« (...) Poder-se-ia pensar que entre os países de língua portuguesa a circulação de livros e bens culturais estaria muito facilitada pelo facto de pertencermos à Comunidade de Países de Língua Portuguesa (CPLP), cujo principal elo de ligação é a língua. Pareceria até evidente que assim fosse. Mas não é. (...)»
De acordo com a Publishers Association, em 2016 o Reino Unido publicava 16% dos artigos académicos mais citados e possuía 10% de todas as editoras académicas do mundo; constituía o maior produtor mundial de livros e revistas académicas, com 17% do total (seguido pelos EUA, com 16%). Algumas destas editoras detêm também os índices bibliométricos mais reconhecidos no mundo académico, retroalimentando-se assim, e levando a que a ciência produzida no resto do mundo contribua para esta supremacia e para a riqueza do país.
Compro frequentemente livros académicos produzidos por empresas britânicas. Até ao Brexit, a sua aquisição era pacífica e compensadora; há umas semanas, porém, ao tentar comprar dois livros, percebi que iria gastar mais 50% do seu valor em taxas e portes. Este fim de semana fiz nova incursão em sítios britânicos e verifiquei que a maioria oferece grandes descontos e ofertas, facto nunca visto até agora. Efeitos do Brexit? Fico curiosa.
Poder-se-ia pensar que entre os países de língua portuguesa a circulação de livros e bens culturais estaria muito facilitada pelo facto de pertencermos à Comunidade de Países de Língua Portuguesa (CPLP), cujo principal elo de ligação é a língua. Pareceria até evidente que assim fosse. Mas não é.
Comprar livros brasileiros em Portugal é um pequeno inferno.

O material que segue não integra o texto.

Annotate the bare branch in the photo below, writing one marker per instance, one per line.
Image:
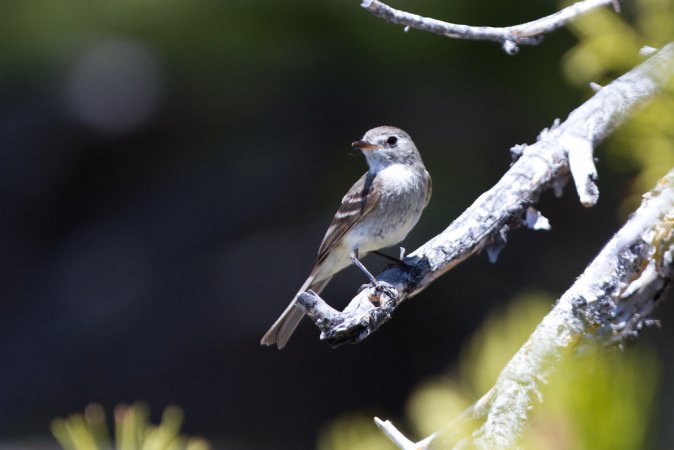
(608, 302)
(542, 165)
(530, 33)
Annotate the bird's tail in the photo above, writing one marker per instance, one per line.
(283, 328)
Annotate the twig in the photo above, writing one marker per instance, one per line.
(621, 286)
(530, 33)
(560, 151)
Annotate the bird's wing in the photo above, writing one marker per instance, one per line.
(429, 189)
(359, 201)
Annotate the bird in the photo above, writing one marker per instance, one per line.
(379, 210)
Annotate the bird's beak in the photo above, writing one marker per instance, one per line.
(363, 145)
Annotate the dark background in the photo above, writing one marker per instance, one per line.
(167, 172)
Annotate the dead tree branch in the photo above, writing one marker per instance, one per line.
(563, 150)
(610, 302)
(530, 33)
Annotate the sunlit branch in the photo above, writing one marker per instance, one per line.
(530, 33)
(564, 150)
(609, 301)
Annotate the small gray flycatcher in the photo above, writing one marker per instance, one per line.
(378, 211)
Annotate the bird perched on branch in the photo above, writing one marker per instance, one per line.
(378, 211)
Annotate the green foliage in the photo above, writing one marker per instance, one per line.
(608, 47)
(598, 398)
(133, 430)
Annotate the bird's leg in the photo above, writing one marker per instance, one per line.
(393, 259)
(356, 262)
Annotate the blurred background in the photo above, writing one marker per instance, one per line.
(168, 170)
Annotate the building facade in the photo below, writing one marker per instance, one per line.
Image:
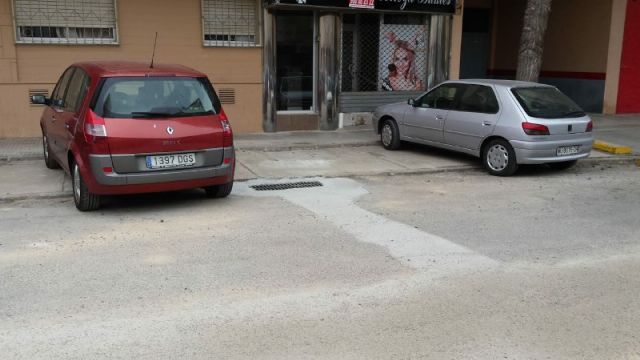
(316, 64)
(591, 52)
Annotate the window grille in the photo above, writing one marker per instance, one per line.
(230, 23)
(384, 52)
(65, 21)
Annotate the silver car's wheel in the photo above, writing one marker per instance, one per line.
(499, 158)
(387, 135)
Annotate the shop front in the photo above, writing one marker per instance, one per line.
(328, 60)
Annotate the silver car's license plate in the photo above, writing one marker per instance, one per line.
(567, 150)
(170, 160)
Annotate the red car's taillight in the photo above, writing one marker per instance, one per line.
(590, 126)
(227, 132)
(535, 129)
(95, 133)
(94, 127)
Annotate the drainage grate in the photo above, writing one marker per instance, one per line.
(285, 186)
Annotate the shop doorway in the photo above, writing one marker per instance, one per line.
(295, 62)
(476, 43)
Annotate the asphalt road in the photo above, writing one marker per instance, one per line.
(455, 265)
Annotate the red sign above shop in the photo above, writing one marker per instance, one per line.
(362, 4)
(425, 6)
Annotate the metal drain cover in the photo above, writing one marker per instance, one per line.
(285, 186)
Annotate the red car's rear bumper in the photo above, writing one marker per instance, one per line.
(101, 179)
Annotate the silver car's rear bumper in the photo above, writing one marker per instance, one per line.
(529, 152)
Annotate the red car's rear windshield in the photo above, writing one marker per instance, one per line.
(153, 97)
(547, 103)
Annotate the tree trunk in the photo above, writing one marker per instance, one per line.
(532, 40)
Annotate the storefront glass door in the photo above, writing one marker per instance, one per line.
(294, 61)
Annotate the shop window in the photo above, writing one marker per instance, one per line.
(232, 23)
(65, 22)
(384, 52)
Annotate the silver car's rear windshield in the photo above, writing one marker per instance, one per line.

Mesmo contornando a absurdez de ser obrigatório possuir CPF (Cadastro de Pessoa Física) brasileiro para fazer compras online naquele país, esbarramos geralmente na alfândega portuguesa, onde os livros ficam retidos temporária ou permanentemente, dependendo do sucesso da comunicação com o destinatário e da vontade deste de pagar as (absurdas?) taxas alfandegárias. Imagino que comprar livros portugueses no Brasil tampouco seja tarefa fácil. Nos restantes países da CPLP, com diferentes níveis de desenvolvimento e poder de compra, a situação é ainda mais espinhosa. Em alguns deles, mesmo o acesso a livros escolares é um luxo e um privilégio reservado a muito poucos.
Por muito que a digitalização tenha tomado conta das nossas vidas e seja efetivamente uma alternativa à impressão de livros e revistas, a verdade é que, por si só, ela não supre as necessidades educativas e culturais das nossas sociedades. Não só a publicação de acesso aberto em português tem um longo caminho a percorrer, como para aceder a publicações digitais é preciso ter, além de equipamento e ligação, eletricidade, bem básico para muitos mas escasso em algumas regiões. A leitura em suporte impresso é, e continuará a ser, fundamental para a formação de cidadãos, i. e., indivíduos pertencentes a Estados livres, com direitos e obrigações civis e políticas. E, no entanto, a produção e livre circulação de livros na CPLP estão longe de ser realidade. Como o desenvolvimento, em países como Brasil e Portugal, é hoje progressivamente mais acelerado, o fosso entre países pobres e ricos da CPLP não cessará de crescer. Será isso o que queremos?
Por que não criar uma CCLP, Comunidade de Cidadãos de Língua Portuguesa, onde todos os países possam produzir e/ou ter acesso a livros e bens culturais? Por que não um espaço de livre circulação de conhecimento e cultura?
Será assim tão difícil? Será uma utopia? Será um sonho?
Será. Mas é também condição sine qua non para a construção da CPLP, que ambicionamos, mais desenvolvida, igualitária, democrática e credível. E está ao nosso alcance.
Artigo da autora publicado no Diário de Notícias em 15 de março de 2021.